A Dutch Man and his Bike
A Dutch man on a bicycle with a mission. Dirk Spits has set a high goal for himself and is currently biking from Alaska to Argentina, a total of 17 000 miles (about 27 358 km) to raise funds for charities. Of course, this is the ultimate test for the WakaWaka Power when facing the elements.
Dirk is currently biking along the sunny coast in California but has come across tough terrain with extreme weather conditions. During this expedition of 18 months, the 99%RIDE team will raise awareness and inspire change by raising funds for philanthropic projects throughout Central and South America. You can follow his journey at www.99percentride.org. Read his experience and how he has been using his WakaWaka Power below:
“For now I have mainly used the WakaWaka Power to charge my phone, however, it’s very handy using it as a flashlight, too! This has saved me on at least one occasion, on one of the worst days I have had so far...”
“It was in Canada, on the 7th October, 2013. The ride was from Muncho Lake, BC, Canada to Summit Lake, Stone Mountain. Distance; about 110km. It was cold and windy and I was having a rough day, it was the 11th consecutive day of cycling and the weather wasn’t getting any better."
"Around 3pm I passed a small gas station with a restaurant, this was in Toad River. There was guy there who was asking me what I was doing (“are you out of your mind?”) and where I was going to stay that night. My reply was to find a nice spot along the road and pitch the tent up. He gave me some advice and told me to keep cycling to Summit Lake on Stone Mountain, “There’s a nice campground there and another service station so you can warm up and have a good evening." This was another 40km.
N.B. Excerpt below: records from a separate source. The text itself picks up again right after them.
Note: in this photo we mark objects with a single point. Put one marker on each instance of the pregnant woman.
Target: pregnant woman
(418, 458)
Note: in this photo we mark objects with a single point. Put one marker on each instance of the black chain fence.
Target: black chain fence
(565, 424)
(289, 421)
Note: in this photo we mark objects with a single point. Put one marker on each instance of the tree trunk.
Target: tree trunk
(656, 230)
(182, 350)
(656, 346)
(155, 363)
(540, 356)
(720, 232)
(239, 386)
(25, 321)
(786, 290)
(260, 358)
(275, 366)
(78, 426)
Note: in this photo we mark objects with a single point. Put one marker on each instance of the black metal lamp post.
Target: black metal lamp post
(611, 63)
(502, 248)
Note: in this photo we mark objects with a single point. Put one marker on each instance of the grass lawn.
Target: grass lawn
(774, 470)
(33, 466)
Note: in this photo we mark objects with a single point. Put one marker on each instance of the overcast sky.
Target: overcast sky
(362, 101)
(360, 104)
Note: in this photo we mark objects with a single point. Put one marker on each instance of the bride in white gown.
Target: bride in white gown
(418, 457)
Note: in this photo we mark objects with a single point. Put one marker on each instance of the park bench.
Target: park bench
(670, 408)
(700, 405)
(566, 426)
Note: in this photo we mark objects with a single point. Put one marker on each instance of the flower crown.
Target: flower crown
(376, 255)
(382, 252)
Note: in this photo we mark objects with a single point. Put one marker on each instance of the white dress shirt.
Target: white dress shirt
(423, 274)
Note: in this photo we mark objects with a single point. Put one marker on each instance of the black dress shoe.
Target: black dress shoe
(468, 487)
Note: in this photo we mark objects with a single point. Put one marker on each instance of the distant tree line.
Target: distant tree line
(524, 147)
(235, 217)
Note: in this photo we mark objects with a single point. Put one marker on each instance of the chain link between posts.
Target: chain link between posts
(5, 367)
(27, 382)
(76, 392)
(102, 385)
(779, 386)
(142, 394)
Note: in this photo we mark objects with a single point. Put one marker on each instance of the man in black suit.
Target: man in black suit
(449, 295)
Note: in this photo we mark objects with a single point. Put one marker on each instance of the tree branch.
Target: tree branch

Looking at my watch I hesitated, it would get dark pretty soon and I never like cycling in the dark. Not when you know that there’s more wildlife out there than humans. And wildlife is lively at night. But the thought of a campground with service station sounded good, and I decided to get pedaling. Not knowing that this would be one of the worst days of cycling so far…”
“Once I was on the road the weather turned from bad to worse. The wind had picked up and it had started to rain a bit. It was also getting darker and I had start the climb up to Summit Lake, the top of Stone Mountain. A 6km climb with a winding road was leading me to the top, 1300m elevation and also the highest part of the entire Alaska Highway. My legs were burning, toes freezing, my hands were getting colder and rain was turning into snow which was now falling horizontally because of the strong winds. But there was something to look forward to, a nice place to camp, a restaurant, a bar and above all, some warmth. At least, that’s what I thought...”
“I reached the summit and looked around. A deserted campground, an abandoned service station with a couple of buildings completely trashed. Not a soul in sight. Great, now what? Look for a place to pitch the tent, or keep cycling? Too hungry and tired I made the decision to pitch the tent. Not the easiest task when it’s pitch black and you’re in the middle of a snowstorm…
"Luckily I had my WakaWaka to help me out! I tied it around a piece string and put it around my neck. I wore it as necklace, it was shining bright enough to see what I was doing. Setting up the tent took a bit longer than usual, I was looking for a spot to keep out the cold wind, if it was possible at all… The LED in the WakaWaka is so bright it illuminates enough surface to see where I’m going and what I’m doing. After 20 minutes of fumbling around I had finally set up the tent. Quickly getting inside, rolling out my sleeping bag and getting some rest. The next day would be a heavy one.”
“What surprises me is that the WakaWaka is so strong and reliable. I’ve used it for over 7000km now, in pouring rain, snow and sunshine, and it still works like it’s supposed to. Keep in mind it is hanging on the side of my pannier all day long, every single day. The battery time is amazing and I know that if I need to use it as a flashlight it will always work.”